音楽プロデューサーのダン(マーク・ラファロ)は、かつては敏腕でグラミー賞受賞者もプロデュースしたこともあるほど。しかし、ここ数年はヒットを出せず、酒に溺れ、妻のミリアム(キャサリン・キーナー)とは別居。娘のバイオレット(ヘイリー・スタインフェルド)を月に一度、学校に迎えに行くだけの父親業も失格の男。ある日、娘を職場に連れて行ったものの、あえなくその場で解雇を宣告されてしまう。失意のどん底のダンは、しかし、とあるバーでシンガーソングライターのグレタ(キーラ・ナイトレイ)の歌と演奏に聴き惚れる。必死の思いで彼女を説得し、ニューヨークの街中を舞台にゲリラレコーディングを敢行していくことで、ダンの周囲も、グレタと恋人のデイヴ(アダム・レヴィーン)にも変化の兆しが見られるようになる。

『ウィーナー 懲りない男の選挙ウォーズ』でも触れたが、アメリカという国は≪セカンド・チャンス≫というものを信じている。本作は、音楽の力を通じで、そのセカンド・チャンスを人々がものにしていくストーリーなのである。燻っていた情熱の残り火を、もう一度完全燃焼させたいと願っているサラリーマンは、日本には大勢ではないにしろ、それなりの数が存在しているはずだ。そんな人にこそぜひ見てほしい作品に仕上がっている。また、娘が難しい年頃になったことで、距離の取り方に難儀するようになった中年の悲哀に対しても、本作は一定の対応方法を提示してくれる。洋楽はちょっと・・・と敬遠してしまうような中年サラリーマンにこそ、観て欲しい映画になっているのだ。

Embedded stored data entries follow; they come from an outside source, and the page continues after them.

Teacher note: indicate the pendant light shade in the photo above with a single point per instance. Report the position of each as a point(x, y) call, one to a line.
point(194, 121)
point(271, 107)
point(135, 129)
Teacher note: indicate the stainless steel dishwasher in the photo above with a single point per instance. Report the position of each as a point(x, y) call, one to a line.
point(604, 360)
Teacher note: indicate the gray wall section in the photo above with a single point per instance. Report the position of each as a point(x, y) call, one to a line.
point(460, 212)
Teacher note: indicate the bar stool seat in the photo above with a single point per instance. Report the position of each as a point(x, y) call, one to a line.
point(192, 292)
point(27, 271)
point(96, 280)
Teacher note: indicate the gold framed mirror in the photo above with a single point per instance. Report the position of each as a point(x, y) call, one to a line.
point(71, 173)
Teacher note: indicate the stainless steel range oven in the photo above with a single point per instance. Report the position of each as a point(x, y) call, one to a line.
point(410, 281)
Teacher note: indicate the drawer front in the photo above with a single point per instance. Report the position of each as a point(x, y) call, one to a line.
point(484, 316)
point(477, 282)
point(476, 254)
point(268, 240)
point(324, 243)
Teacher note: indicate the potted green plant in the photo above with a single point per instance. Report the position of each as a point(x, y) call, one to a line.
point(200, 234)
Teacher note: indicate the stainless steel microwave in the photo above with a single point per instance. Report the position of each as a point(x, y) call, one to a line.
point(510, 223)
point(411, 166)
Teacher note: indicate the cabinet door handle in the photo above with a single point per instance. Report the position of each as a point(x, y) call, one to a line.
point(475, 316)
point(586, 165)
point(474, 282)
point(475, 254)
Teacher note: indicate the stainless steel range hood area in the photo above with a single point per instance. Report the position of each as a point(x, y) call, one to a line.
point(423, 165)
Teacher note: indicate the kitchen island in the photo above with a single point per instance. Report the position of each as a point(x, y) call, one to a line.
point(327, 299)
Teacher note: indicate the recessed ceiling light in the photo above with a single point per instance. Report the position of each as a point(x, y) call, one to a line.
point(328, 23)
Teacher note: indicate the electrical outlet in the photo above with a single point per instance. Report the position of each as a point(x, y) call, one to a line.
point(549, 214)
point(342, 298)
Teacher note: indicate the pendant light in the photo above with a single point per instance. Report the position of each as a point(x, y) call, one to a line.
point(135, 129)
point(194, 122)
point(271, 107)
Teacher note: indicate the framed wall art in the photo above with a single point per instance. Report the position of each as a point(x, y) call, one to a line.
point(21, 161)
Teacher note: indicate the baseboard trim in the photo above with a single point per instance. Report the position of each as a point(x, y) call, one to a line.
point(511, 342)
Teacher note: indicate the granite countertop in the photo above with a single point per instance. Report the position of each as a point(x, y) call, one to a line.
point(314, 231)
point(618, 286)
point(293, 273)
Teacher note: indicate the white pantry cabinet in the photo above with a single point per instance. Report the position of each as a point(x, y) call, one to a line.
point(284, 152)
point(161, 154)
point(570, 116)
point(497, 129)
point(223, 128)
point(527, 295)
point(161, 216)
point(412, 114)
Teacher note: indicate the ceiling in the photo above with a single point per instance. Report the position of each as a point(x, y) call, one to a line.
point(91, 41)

一例を挙げよう。ダンはグレタのギターと歌唱を聴きながら、伴奏のピアノやバイオリンによるアレンジを生き生きと思い描き、歌に命を吹き込むビジョンを抱く。そんな creativity は自分には無縁だと思うサラリーマンも多いだろう。だが待ってほしい。街の中で空き地を見つけて、アパートかオフィスビルが駐車場にならないかと想像を巡らせたことが一切ないという不動産会社や建築・建設会社の社員がいるだろうか。ダンと我々小市民サラリーマンの違いは、スキルや能力ではなく、何らかのポテンシャルに巡り合えた時に、自分を信じられるかどうかである。何らかの可能性ある投資先を見つけられるかどうかではない。小説および映画の『何者』にあった台詞、「どんな芝居でも、企画段階では全部傑作なんだよ」という言葉が思い出される。当たり前といえば当たり前だが、我々はくだらないことよりも素晴らしいものの方を想像しがちだ。その想像を創造につなげていく勇気を持つ人間のなんと少ないことか。そんな小市民たる我々は、ダンとグレタに救われるのだ。

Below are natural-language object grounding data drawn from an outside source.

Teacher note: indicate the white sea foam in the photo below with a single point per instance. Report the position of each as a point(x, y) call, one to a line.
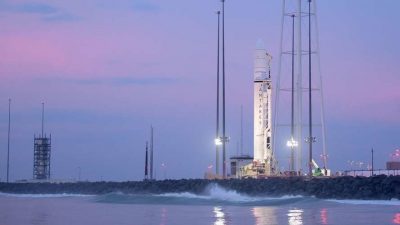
point(367, 202)
point(64, 195)
point(216, 192)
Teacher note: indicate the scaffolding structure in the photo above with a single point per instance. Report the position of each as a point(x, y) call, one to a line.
point(41, 158)
point(295, 23)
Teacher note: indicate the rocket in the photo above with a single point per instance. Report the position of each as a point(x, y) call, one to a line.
point(262, 107)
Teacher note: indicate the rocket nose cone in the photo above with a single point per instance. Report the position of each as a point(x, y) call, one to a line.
point(260, 44)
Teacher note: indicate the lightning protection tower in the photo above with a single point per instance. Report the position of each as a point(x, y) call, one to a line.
point(41, 154)
point(299, 31)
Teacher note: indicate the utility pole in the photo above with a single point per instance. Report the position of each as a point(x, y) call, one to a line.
point(224, 139)
point(292, 115)
point(8, 142)
point(372, 163)
point(311, 139)
point(217, 125)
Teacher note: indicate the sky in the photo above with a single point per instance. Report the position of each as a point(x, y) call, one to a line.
point(108, 70)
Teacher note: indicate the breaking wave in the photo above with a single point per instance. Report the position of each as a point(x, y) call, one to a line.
point(212, 195)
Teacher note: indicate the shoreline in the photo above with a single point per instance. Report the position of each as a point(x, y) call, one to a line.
point(379, 187)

印象的な点をもう一つ。ダンとグレタが互いに素晴らしいと認めるミュージシャン、アーティストを挙げていく酒場のシーンがある。「どんなものを食べているかを言ってみたまえ。君がどんな人間であるのかを言い当ててみせよう」とはジャン・アンテルム・ブリア=サヴァランの言葉であるが、これは「どんな音楽を聴いているかを言ってみたまえ。君がどんな人間であるのかを言い当ててみせよう」と言い換えることも可能であろう。ダンとグレタは、互いのプレイリストを二股のイヤホンを使ってシェアするが、これなどは我々が互いの本棚や映画のライブラリを見せ合うのに等しい。我々は普段からスーツに身を包み、自分を偽装することに抜け目がない。しかし、自分が普段から聴いている音楽を人にさらけ出すというのは実は非常に勇気がいることだ。もし、この例えがピンと来ないのであれば、あなたのPCやスマホのブラウザのお気に入りを誰かに見せるということだと思ってみてほしい。ダンとグレタの男と女とは一味違う、もっと奥深いところで響き合う関係に感銘を受けるだろう。

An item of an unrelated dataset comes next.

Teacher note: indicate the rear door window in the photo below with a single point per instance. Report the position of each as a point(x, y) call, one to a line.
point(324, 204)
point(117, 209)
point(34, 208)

それにしてもキーラ・ナイトレイの歌の意外な上手さに pleasantly surprised である。Maroon 5のアダム・レヴィーンが本職の実力と迫力を見せてくれること以上に、彼女の歌う“Like a Fool”に哀愁と力強さが同居することに感動のようなものを覚えた。恋人もしくは元彼がいかに約束を守ってくれなかったかを詰る歌は無数に存在する。Christina Perriの“Jar of Hearts”、Diana Rossの“I’m Still Waiting”など、枚挙に暇がない。それでもJovianがキーラの歌う“Like a Fool”に殊更に魅了されたのは、単にBritish beautyが個人的な好みだからなのだろうか。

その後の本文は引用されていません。